In fine, les projets russes actuels sont nettement moins ambitieux que ceux développés durant la guerre froide. À la question de la relance de la production d’An‑124 s’est ajoutée la conception de nouveaux appareils. Ces derniers – le Tu‑330 ou l’Il‑214 – ont cependant des capacités nettement moins importantes. Le Tu‑330, évoqué depuis 1994, est un biréacteur capable d’enlever 35 t et dont la distance franchissable serait de 3 000 km, mais son développement est au point mort. L’Il‑214 aurait quant à lui une charge utile de 20 t (pour une masse maximale au décollage de 68 t) pouvant être projetée à 2 250 km (6 400 km pour une charge utile de 10 t). Il est développé conjointement avec l’Inde (sous la désignation de MTA – Multirole Transport Aircraft). La configuration de l’Il‑214 en fait un concurrent direct de l’An‑148 ukrainien ou du KC‑390 brésilien. Mais son premier vol, un temps planifié pour 2013, a été reporté sine die. De fait, la Russie a annoncé en janvier 2016 qu’elle poursuivrait seule le programme, après l’échec des deux parties à trouver un accord concernant la motorisation du nouvel appareil – le tout dans un contexte marqué par les sanctions économiques post-­Crimée… et la réduction des budgets. Or Moscou ne pourra se passer longtemps d’un appareil sur ce segment : ses An‑12 et An‑26 vieillissent inexorablement… 

Notes
(1) Par la modification du système électrique, des systèmes de communication et de navigation.
(2) Sur les VDV, se référer au dossier que DSI leur consacrait dans son numéro 43.
(3) Voir l’article consacré au marché des ravitailleurs dans ce même hors-série.
(4) Son principal équipement est le radar Shmel en bande S, installé dans un rotodôme, et qui peut assurer simultanément la poursuite de 50 à 60 cibles de la taille d’un chasseur à une distance de 230 km. Il bénéficie également d’une suite complète de communication et de guerre électronique. Il peut patrouiller quatre heures à 1 000 km de sa base ou une heure et quinze minutes à 2 000 km de sa base (il peut en outre être ravitaillé en vol).
(5) En Inde (trois exemplaires, dotés du radar israélien Phalcon), en Irak (Adnan), en Chine (quatre KJ‑2000 dotés d’un radar de conception nationale).
(6) Dotés du même dôme que l’Il‑82, les Il‑80 servent de poste de commandement volant aux forces de missiles stratégiques et sont directement subordonnés à l’état-major russe.

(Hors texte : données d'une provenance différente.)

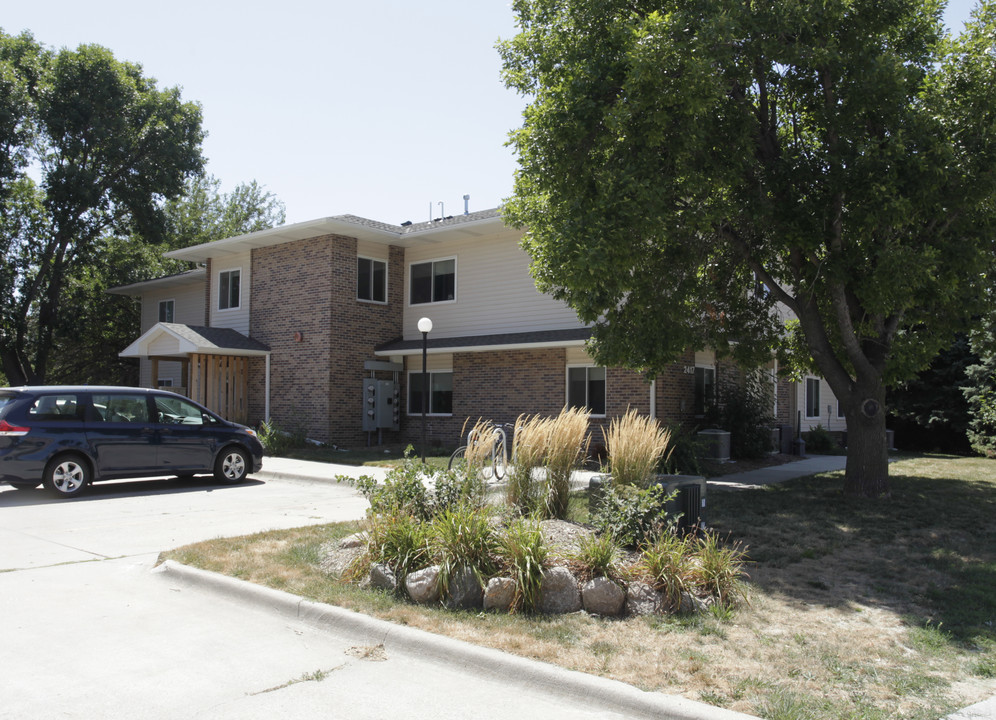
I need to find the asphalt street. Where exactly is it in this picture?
[0,465,747,720]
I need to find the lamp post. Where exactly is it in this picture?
[418,318,432,465]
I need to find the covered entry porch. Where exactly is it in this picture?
[119,323,270,424]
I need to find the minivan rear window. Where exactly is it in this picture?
[28,394,80,422]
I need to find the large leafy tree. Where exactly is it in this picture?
[500,0,996,496]
[0,32,204,384]
[47,175,285,385]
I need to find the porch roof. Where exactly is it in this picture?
[118,323,270,358]
[374,328,591,356]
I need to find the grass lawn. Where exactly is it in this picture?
[164,456,996,720]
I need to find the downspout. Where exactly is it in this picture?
[263,353,270,423]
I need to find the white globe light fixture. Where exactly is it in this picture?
[418,318,432,465]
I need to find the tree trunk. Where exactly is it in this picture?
[844,388,889,498]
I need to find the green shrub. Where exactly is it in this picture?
[664,423,703,475]
[591,484,677,547]
[803,425,839,454]
[710,372,775,460]
[335,446,435,520]
[256,418,307,457]
[500,517,549,612]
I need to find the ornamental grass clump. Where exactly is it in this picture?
[546,408,591,519]
[430,505,500,597]
[505,415,550,515]
[606,409,671,488]
[692,533,747,608]
[640,532,696,608]
[500,517,549,612]
[366,514,433,586]
[570,533,621,580]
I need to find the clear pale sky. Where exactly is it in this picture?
[0,0,975,223]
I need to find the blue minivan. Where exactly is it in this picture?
[0,386,263,498]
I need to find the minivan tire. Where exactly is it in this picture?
[42,454,93,498]
[214,446,251,485]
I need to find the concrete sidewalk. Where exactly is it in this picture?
[709,455,847,490]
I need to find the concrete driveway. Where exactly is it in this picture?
[0,469,744,720]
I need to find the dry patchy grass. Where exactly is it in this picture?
[160,457,996,720]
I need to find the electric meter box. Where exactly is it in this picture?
[363,378,401,432]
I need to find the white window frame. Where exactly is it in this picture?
[405,369,453,417]
[407,255,459,307]
[564,363,609,417]
[216,267,242,312]
[356,255,391,305]
[156,298,176,323]
[802,376,823,420]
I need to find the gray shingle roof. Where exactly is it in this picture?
[374,328,591,355]
[160,323,270,352]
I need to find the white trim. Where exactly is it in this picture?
[214,265,243,312]
[356,254,390,305]
[405,255,459,308]
[156,298,176,322]
[564,362,609,418]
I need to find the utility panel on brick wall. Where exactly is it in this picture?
[363,378,401,432]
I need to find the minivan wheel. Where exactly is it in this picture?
[42,455,90,498]
[214,447,249,485]
[10,482,38,490]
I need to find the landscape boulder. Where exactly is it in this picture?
[370,563,398,592]
[484,578,516,612]
[446,566,484,610]
[405,565,439,605]
[626,582,661,615]
[537,566,581,615]
[581,577,626,615]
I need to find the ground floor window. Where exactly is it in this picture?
[408,370,453,415]
[567,367,605,415]
[806,378,820,418]
[692,366,716,415]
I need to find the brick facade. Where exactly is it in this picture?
[250,235,404,444]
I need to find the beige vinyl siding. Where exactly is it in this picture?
[404,232,582,339]
[566,347,594,365]
[138,277,204,387]
[792,375,847,432]
[208,252,252,335]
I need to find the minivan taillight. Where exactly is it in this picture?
[0,420,31,437]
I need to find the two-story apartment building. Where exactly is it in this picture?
[114,205,843,445]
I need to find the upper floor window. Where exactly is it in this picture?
[356,257,387,303]
[409,258,456,305]
[567,367,605,415]
[408,370,453,415]
[159,300,173,322]
[806,378,820,417]
[218,270,242,310]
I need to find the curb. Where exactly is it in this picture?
[152,560,758,720]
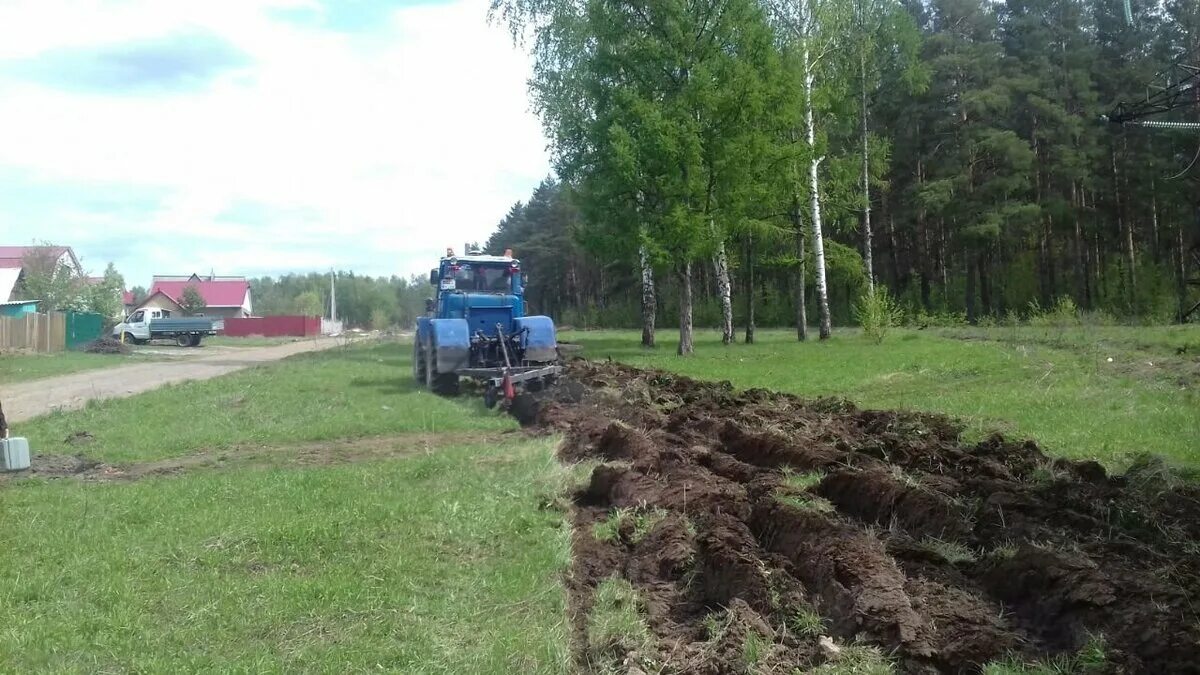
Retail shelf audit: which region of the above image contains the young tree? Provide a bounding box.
[88,263,125,318]
[18,243,88,312]
[179,283,208,316]
[293,291,325,316]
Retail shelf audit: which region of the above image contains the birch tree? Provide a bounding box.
[775,0,847,340]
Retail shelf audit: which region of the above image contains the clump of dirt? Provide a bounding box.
[525,360,1200,673]
[83,338,133,354]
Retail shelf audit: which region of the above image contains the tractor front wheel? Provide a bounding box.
[413,339,425,386]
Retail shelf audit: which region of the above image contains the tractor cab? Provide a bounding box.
[413,247,558,392]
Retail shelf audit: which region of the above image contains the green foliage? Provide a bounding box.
[367,307,390,330]
[787,607,826,638]
[587,577,653,659]
[854,286,904,345]
[86,263,125,321]
[179,283,208,316]
[250,270,427,328]
[292,285,324,316]
[14,241,89,312]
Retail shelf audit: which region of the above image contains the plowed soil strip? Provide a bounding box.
[514,362,1200,673]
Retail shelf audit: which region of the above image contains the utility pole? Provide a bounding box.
[329,268,337,322]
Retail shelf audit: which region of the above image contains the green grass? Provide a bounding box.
[564,327,1200,468]
[587,577,653,673]
[0,344,580,673]
[0,352,150,384]
[19,342,517,462]
[0,440,569,673]
[592,507,667,544]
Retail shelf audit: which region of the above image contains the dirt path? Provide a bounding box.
[0,338,346,425]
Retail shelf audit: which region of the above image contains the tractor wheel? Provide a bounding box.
[421,338,437,392]
[413,339,425,386]
[484,384,500,410]
[433,372,458,396]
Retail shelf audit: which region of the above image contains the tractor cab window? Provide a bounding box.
[454,264,512,293]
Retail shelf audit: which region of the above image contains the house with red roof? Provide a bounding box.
[127,274,253,318]
[0,246,83,303]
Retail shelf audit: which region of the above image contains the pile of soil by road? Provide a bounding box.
[512,362,1200,673]
[83,338,133,354]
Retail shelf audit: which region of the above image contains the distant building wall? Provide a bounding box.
[224,316,320,338]
[0,300,37,317]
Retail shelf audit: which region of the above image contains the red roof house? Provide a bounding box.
[131,274,253,318]
[0,246,83,303]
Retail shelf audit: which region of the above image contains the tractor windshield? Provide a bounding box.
[454,264,512,293]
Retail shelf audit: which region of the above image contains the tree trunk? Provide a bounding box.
[1070,181,1087,309]
[745,233,754,345]
[1175,219,1188,323]
[791,195,809,342]
[858,53,875,293]
[637,246,658,348]
[676,261,695,357]
[802,15,833,340]
[978,251,994,316]
[964,251,979,325]
[709,234,733,345]
[1112,144,1138,313]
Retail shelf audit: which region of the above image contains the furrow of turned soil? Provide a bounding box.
[512,362,1200,673]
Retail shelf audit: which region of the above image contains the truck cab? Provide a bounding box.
[113,307,224,347]
[113,307,170,342]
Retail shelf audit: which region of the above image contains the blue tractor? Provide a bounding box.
[413,249,562,407]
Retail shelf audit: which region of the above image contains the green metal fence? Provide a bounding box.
[64,312,104,350]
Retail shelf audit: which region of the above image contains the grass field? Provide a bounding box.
[0,329,1200,673]
[0,344,568,673]
[0,352,149,384]
[563,327,1200,468]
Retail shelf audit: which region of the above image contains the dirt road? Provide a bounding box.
[0,338,344,425]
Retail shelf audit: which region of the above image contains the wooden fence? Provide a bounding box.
[0,312,67,353]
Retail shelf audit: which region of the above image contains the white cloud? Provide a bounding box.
[0,0,548,285]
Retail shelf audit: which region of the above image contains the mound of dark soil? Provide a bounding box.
[517,360,1200,673]
[83,338,133,354]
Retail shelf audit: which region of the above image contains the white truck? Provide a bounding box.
[113,307,224,347]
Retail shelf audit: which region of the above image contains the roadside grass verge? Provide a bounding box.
[0,342,578,673]
[0,432,569,673]
[0,352,142,384]
[14,342,517,462]
[563,327,1200,470]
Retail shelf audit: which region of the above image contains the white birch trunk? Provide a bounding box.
[637,241,658,347]
[858,54,875,294]
[800,0,833,340]
[713,235,733,345]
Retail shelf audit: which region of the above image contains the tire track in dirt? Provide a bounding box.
[512,362,1200,673]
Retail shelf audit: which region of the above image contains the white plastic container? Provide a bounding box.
[0,438,29,471]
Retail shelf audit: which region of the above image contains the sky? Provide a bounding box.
[0,0,550,287]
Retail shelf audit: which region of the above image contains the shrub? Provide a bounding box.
[854,286,904,345]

Légende de la photo en première page : un An-124, « agenouillé » pour embarquer du matériel. La force aérienne russe entendait en faire livrer une vingtaine d’exemplaires issus d’une relance de la production avant que la crise ukrainienne ne coupe Antonov de Moscou. (© DoD)

Article paru dans la revue DSI hors-série n°51, « Le transport aérien militaire, vecteur de puissance  », décembre 2016-janvier 2017.